Back on March 18 I posted a bullish pattern setup on Sugar, titled “How Sweet It Is” where I wrote
Right now price sits just below prior resistance and has formed an inverse head and shoulders reversal pattern. If price can break above the red horizontal resistance with confirmed volume and hold, I find this a very attractive commodity play with plenty of upside potential, the first projected target some 25+% higher.
Here is a look at today’s closing chart. While it didn’t quite hit the 25% target, today’s high was 23.5% higher than the price on the date of my post. Close enough for government work.
For those who followed along and took the trade, congratulations! I don’t provide buy and sell signals so you should follow your plan on how to manage. But if I owned it, I would consider locking in some or all of my profits as 1) we have hit our intended target and 2) we are now in an area of major resistance and moving into overbought conditions.

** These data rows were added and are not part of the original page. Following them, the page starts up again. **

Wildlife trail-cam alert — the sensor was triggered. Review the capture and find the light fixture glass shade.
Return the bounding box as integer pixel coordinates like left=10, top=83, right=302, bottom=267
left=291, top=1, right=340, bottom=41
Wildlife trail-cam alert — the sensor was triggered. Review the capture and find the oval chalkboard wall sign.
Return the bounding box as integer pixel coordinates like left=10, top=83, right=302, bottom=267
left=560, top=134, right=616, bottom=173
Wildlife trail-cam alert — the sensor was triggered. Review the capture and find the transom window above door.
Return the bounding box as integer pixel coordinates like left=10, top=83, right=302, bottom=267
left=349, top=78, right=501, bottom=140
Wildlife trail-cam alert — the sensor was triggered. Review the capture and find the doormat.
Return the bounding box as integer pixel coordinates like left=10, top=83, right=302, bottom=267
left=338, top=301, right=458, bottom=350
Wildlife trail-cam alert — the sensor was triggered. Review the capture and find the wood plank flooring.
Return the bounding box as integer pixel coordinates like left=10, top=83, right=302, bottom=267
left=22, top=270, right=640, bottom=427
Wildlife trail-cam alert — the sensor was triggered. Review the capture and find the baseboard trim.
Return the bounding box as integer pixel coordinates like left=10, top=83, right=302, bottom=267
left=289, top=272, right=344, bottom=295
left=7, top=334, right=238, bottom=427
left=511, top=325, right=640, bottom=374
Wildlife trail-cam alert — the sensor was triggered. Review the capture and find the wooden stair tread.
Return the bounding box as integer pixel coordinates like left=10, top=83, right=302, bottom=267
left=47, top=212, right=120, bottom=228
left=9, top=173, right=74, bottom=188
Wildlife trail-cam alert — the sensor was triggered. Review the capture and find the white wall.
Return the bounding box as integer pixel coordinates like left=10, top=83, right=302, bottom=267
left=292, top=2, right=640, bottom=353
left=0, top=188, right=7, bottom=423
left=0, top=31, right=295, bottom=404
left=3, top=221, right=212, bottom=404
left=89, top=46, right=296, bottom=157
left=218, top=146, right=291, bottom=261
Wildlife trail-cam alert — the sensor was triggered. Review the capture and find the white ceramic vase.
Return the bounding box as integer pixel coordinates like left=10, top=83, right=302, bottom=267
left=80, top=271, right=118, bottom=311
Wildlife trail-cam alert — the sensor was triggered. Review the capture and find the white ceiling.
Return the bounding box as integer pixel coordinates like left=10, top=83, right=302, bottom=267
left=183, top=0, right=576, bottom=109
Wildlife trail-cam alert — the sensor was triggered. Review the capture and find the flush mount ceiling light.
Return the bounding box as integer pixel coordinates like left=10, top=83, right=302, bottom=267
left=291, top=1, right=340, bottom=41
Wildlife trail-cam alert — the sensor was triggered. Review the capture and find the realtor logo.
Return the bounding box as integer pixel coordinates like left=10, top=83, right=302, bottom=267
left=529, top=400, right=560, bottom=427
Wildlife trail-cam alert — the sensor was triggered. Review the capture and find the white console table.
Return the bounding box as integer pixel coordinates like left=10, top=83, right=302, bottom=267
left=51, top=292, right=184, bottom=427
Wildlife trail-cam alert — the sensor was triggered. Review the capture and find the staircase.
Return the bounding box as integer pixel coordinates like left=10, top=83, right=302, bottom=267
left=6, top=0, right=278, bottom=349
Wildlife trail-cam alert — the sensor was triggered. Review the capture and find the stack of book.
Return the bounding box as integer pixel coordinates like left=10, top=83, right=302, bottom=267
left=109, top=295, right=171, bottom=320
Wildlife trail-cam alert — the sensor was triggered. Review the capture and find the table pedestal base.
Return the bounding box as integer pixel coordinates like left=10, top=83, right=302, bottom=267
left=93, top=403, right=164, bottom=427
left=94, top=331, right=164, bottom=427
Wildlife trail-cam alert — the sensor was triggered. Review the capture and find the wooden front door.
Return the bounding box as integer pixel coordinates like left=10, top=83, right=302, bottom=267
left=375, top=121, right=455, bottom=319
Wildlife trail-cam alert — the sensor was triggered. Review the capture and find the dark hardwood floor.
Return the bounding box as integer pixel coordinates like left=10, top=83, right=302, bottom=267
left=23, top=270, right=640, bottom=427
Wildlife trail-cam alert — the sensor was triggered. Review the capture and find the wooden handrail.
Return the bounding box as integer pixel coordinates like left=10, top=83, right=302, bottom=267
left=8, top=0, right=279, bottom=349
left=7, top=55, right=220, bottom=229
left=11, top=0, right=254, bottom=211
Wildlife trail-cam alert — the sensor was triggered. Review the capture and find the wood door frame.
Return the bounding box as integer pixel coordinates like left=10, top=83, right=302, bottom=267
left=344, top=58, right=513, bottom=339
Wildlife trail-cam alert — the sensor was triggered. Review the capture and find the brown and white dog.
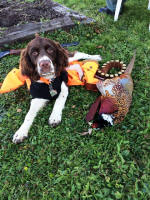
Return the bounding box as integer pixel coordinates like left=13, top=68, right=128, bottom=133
left=13, top=35, right=101, bottom=144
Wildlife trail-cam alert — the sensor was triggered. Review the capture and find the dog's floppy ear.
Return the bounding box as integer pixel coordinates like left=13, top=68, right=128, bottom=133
left=20, top=48, right=39, bottom=80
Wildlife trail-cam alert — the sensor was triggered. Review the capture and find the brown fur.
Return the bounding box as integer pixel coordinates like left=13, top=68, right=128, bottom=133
left=20, top=35, right=68, bottom=81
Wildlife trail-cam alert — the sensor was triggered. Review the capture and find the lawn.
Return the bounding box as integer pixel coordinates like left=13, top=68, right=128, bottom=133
left=0, top=0, right=150, bottom=200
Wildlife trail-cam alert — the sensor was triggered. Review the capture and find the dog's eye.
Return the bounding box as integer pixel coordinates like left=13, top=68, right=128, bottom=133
left=32, top=51, right=38, bottom=56
left=47, top=48, right=54, bottom=54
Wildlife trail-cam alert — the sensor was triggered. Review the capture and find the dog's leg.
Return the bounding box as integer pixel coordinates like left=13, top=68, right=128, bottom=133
left=49, top=82, right=68, bottom=127
left=69, top=51, right=102, bottom=62
left=13, top=98, right=48, bottom=144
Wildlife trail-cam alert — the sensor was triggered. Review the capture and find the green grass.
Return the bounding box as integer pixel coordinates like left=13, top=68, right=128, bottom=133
left=0, top=0, right=150, bottom=200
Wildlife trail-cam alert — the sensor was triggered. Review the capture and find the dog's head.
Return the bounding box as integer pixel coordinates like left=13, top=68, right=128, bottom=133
left=20, top=35, right=68, bottom=81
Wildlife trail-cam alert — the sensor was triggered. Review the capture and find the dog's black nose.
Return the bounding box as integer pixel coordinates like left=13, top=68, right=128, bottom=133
left=40, top=60, right=50, bottom=68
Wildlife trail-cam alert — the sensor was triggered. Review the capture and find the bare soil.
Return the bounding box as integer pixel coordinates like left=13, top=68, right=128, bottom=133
left=0, top=0, right=63, bottom=27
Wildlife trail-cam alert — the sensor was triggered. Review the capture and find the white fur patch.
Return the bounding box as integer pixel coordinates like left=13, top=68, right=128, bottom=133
left=102, top=114, right=114, bottom=125
left=69, top=52, right=102, bottom=62
left=49, top=82, right=68, bottom=126
left=37, top=56, right=55, bottom=79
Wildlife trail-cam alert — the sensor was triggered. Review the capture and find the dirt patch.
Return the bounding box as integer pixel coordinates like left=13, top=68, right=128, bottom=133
left=0, top=0, right=93, bottom=47
left=0, top=0, right=63, bottom=27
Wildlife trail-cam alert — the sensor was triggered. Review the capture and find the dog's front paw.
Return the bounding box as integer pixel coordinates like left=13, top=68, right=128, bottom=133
left=48, top=113, right=61, bottom=127
left=13, top=130, right=28, bottom=144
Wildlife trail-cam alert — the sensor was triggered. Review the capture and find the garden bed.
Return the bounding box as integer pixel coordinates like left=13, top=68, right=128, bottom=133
left=0, top=0, right=93, bottom=46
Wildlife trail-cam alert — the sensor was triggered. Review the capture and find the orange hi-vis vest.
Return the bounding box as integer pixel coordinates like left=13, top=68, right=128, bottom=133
left=0, top=60, right=99, bottom=94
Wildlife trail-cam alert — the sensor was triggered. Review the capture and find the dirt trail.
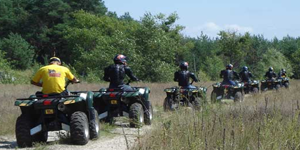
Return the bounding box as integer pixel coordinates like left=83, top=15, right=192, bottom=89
left=0, top=126, right=151, bottom=150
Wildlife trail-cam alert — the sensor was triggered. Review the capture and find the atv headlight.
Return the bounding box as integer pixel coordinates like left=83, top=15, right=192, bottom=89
left=79, top=93, right=87, bottom=100
left=57, top=103, right=66, bottom=111
left=139, top=89, right=146, bottom=94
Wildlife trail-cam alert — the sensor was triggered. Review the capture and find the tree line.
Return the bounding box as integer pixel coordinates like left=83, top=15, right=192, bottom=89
left=0, top=0, right=300, bottom=82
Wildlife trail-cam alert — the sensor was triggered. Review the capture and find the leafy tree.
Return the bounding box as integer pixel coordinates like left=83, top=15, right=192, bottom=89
left=0, top=33, right=34, bottom=69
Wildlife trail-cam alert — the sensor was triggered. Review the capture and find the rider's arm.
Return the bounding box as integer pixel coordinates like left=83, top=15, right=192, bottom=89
left=31, top=80, right=43, bottom=87
left=125, top=66, right=139, bottom=81
left=220, top=70, right=224, bottom=78
left=30, top=68, right=43, bottom=87
left=65, top=68, right=79, bottom=83
left=174, top=71, right=178, bottom=82
left=249, top=72, right=253, bottom=78
left=191, top=72, right=198, bottom=82
left=103, top=67, right=110, bottom=82
left=233, top=71, right=240, bottom=80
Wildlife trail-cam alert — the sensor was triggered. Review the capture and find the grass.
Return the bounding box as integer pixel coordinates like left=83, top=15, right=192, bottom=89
left=134, top=81, right=300, bottom=150
left=0, top=81, right=300, bottom=150
left=0, top=82, right=183, bottom=136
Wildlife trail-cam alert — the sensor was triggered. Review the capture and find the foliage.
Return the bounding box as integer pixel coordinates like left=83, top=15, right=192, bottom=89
left=0, top=33, right=34, bottom=69
left=0, top=0, right=300, bottom=82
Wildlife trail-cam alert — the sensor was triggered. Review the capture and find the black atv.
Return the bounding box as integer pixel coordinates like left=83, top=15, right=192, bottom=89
left=277, top=75, right=290, bottom=88
left=243, top=80, right=259, bottom=94
left=15, top=81, right=99, bottom=147
left=260, top=79, right=282, bottom=92
left=163, top=86, right=207, bottom=111
left=211, top=81, right=244, bottom=103
left=94, top=81, right=153, bottom=127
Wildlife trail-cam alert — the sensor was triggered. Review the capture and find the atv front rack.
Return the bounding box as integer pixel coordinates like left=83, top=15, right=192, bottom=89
left=16, top=95, right=79, bottom=100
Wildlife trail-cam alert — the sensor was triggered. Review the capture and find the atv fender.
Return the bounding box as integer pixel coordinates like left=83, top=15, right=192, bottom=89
left=86, top=91, right=94, bottom=109
left=15, top=95, right=36, bottom=107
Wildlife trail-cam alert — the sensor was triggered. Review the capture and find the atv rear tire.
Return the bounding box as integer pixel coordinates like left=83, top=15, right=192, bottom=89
left=129, top=103, right=144, bottom=128
left=276, top=84, right=280, bottom=90
left=164, top=97, right=174, bottom=111
left=144, top=101, right=153, bottom=125
left=89, top=109, right=100, bottom=139
left=193, top=97, right=201, bottom=110
left=253, top=87, right=259, bottom=94
left=234, top=92, right=243, bottom=102
left=33, top=131, right=48, bottom=143
left=16, top=114, right=33, bottom=148
left=284, top=82, right=290, bottom=88
left=210, top=90, right=217, bottom=103
left=70, top=111, right=90, bottom=145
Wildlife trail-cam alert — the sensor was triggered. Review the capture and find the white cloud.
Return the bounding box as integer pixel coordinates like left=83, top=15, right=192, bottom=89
left=224, top=24, right=253, bottom=33
left=183, top=22, right=253, bottom=37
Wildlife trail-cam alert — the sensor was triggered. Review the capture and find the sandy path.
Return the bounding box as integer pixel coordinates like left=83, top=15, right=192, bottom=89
left=0, top=126, right=151, bottom=150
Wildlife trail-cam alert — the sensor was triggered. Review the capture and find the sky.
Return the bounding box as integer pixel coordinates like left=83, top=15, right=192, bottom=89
left=104, top=0, right=300, bottom=39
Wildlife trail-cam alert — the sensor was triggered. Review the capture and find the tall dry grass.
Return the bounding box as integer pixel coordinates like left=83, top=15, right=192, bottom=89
left=0, top=82, right=188, bottom=135
left=134, top=81, right=300, bottom=150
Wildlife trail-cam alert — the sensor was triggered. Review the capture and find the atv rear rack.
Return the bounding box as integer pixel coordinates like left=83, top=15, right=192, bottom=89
left=16, top=95, right=79, bottom=100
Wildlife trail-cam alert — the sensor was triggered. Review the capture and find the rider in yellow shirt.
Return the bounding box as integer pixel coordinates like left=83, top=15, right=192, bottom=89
left=31, top=57, right=79, bottom=95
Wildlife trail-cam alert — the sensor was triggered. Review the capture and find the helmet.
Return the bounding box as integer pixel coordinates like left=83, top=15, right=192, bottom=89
left=243, top=66, right=248, bottom=71
left=114, top=54, right=126, bottom=64
left=269, top=67, right=273, bottom=71
left=49, top=57, right=61, bottom=62
left=226, top=64, right=233, bottom=70
left=179, top=61, right=189, bottom=70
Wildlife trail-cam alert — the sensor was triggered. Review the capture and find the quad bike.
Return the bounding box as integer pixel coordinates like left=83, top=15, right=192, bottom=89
left=243, top=80, right=259, bottom=94
left=15, top=81, right=99, bottom=147
left=163, top=82, right=207, bottom=111
left=278, top=75, right=290, bottom=88
left=260, top=79, right=282, bottom=92
left=211, top=82, right=244, bottom=103
left=94, top=81, right=153, bottom=127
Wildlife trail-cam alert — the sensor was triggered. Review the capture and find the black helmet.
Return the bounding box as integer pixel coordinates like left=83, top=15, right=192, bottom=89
left=226, top=64, right=233, bottom=70
left=179, top=61, right=189, bottom=70
left=114, top=54, right=126, bottom=64
left=243, top=66, right=248, bottom=71
left=49, top=57, right=61, bottom=62
left=269, top=67, right=274, bottom=71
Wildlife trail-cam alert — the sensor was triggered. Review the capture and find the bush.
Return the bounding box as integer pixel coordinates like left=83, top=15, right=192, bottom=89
left=0, top=33, right=34, bottom=69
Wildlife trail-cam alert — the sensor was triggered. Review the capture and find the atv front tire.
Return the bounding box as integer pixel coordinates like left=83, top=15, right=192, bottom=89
left=284, top=82, right=289, bottom=88
left=253, top=87, right=259, bottom=94
left=144, top=102, right=153, bottom=125
left=164, top=97, right=174, bottom=111
left=16, top=114, right=33, bottom=148
left=33, top=131, right=48, bottom=143
left=89, top=109, right=100, bottom=139
left=276, top=84, right=280, bottom=90
left=70, top=111, right=90, bottom=145
left=193, top=97, right=201, bottom=110
left=210, top=90, right=217, bottom=104
left=234, top=92, right=243, bottom=102
left=129, top=103, right=144, bottom=128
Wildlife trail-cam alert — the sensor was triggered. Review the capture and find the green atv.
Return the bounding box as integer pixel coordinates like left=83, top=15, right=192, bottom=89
left=15, top=81, right=99, bottom=147
left=94, top=81, right=153, bottom=127
left=163, top=86, right=207, bottom=111
left=260, top=78, right=282, bottom=92
left=278, top=75, right=290, bottom=88
left=211, top=81, right=244, bottom=103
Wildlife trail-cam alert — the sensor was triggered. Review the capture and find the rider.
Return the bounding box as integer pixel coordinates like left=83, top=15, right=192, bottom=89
left=31, top=57, right=79, bottom=95
left=220, top=64, right=239, bottom=85
left=103, top=54, right=139, bottom=91
left=174, top=61, right=198, bottom=88
left=265, top=67, right=276, bottom=80
left=239, top=66, right=253, bottom=83
left=278, top=69, right=286, bottom=79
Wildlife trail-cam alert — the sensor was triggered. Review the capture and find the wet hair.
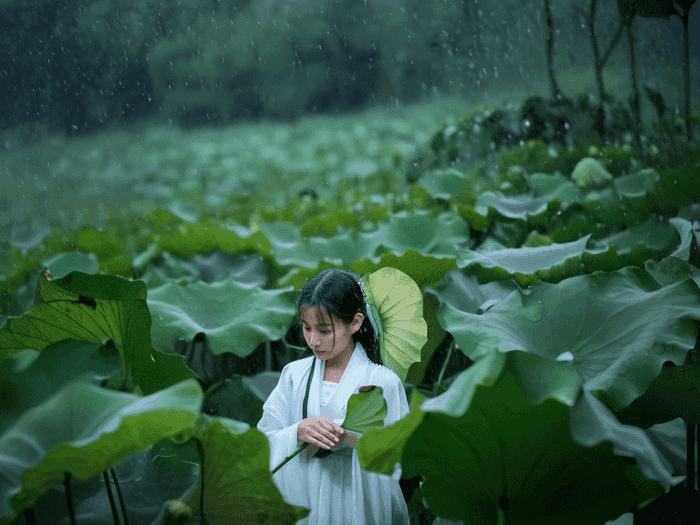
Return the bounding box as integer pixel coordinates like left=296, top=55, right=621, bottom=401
left=296, top=268, right=382, bottom=365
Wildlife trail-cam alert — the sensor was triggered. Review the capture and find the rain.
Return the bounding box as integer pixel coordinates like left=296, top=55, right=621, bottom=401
left=0, top=0, right=700, bottom=525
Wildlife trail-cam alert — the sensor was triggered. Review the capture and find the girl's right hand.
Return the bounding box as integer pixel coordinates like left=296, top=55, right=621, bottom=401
left=297, top=417, right=345, bottom=450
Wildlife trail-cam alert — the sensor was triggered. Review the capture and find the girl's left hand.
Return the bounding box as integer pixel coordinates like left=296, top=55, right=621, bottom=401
left=338, top=430, right=360, bottom=448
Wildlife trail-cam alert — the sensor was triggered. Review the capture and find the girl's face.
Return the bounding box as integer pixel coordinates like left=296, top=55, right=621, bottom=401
left=299, top=306, right=364, bottom=365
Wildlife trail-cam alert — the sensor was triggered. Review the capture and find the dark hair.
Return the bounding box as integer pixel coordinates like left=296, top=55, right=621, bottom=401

With a series of higher highs and higher lows and a rising 200 day moving average, for those with a good management plan, once the consolidation is over, it looks like it has room to move much higher. Some may ask why I would consider selling some if the upside has more potential. My only reason is because it’s a rule. If I enter based upon a pattern, I look to exit (at least some) on completion of the pattern target. I prefer to not give back my gains and attempt to make sure every position makes money. Oh yah, I have also learned not following a plan and switching horses in the middle of the stream can quickly derail profitable investing.